Justice Gary Weatherill’s May 26 decision said Frances Turcic Okano, 61, was employed full-time by the airline for almost 35 years. She spent her career in Cathay’s sales and customer service departments, rising through the ranks from a front line reservations agent to manager of the airline’s Vancouver Global Centre where she worked for the past 25 years.
“She was the most senior person in her business unit, with budgeting and hiring/firing responsibilities,” Weatherill said. “She reported directly to the defendant’s head office in Hong Kong.”
Okano’s termination came as the airline industry experienced a severe downturn in the pandemic as passenger flights were restricted.
Weatherill said Cathay’s monthly passenger numbers from March to December 2020 were less than one per cent of what they had been for the same months the previous year.
In response, Cathay introduced several measures to continue operations and reduce the need for mass employee terminations.
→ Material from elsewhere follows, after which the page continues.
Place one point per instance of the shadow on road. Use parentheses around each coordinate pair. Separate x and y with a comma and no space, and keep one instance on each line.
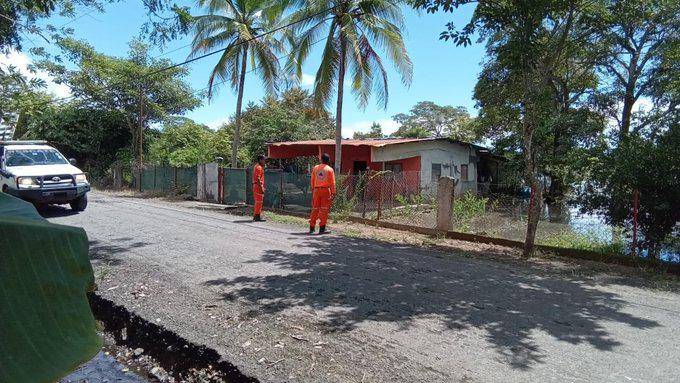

This included special leaves and reduced salaries.
However, on Oct. 13, 2020, Cathay told Okano it was closing the Vancouver centre and her employment was terminated, effective Dec. 11, 2020. During that period, Cathay tasked Okano to handle the transfer of the centre’s operations to its Manila, Philippines office, train the Manila staff, close the Vancouver centre and terminate the 71 employees whom she supervised there.
She received a three-month severance package.
Okano filed a lawsuit alleging she was entitled to unpaid wages for the special leave periods as well as for other damages.
The airline said they were not unpaid wages but, rather, reductions as part of pandemic mitigation measures she agreed to.
Cathay added that Okano had failed to mitigate her losses by seeking new employment.
Wetherill said it was clear Okano loved her job and was devastated to lose it. Still, Okano “devotedly and successfully” managed the closure of the Vancouver operations, he said.
“I find that it is unreasonable to expect the plaintiff to have been proactively searching for a new job at that time,” the judge said.
Okano had created a resumé and looking for a job in 2021.
Weatherill said courts have been clear that, absent exceptional circumstances, the upper limit for reasonable notice is 24 months.
"In my view, given the plaintiff’s age, length of service, and management status with the defendant, this is an appropriate case for the upper limit of 24 months’ notice,” Weatherill said.
Okano was also awarded special damages of $1,784.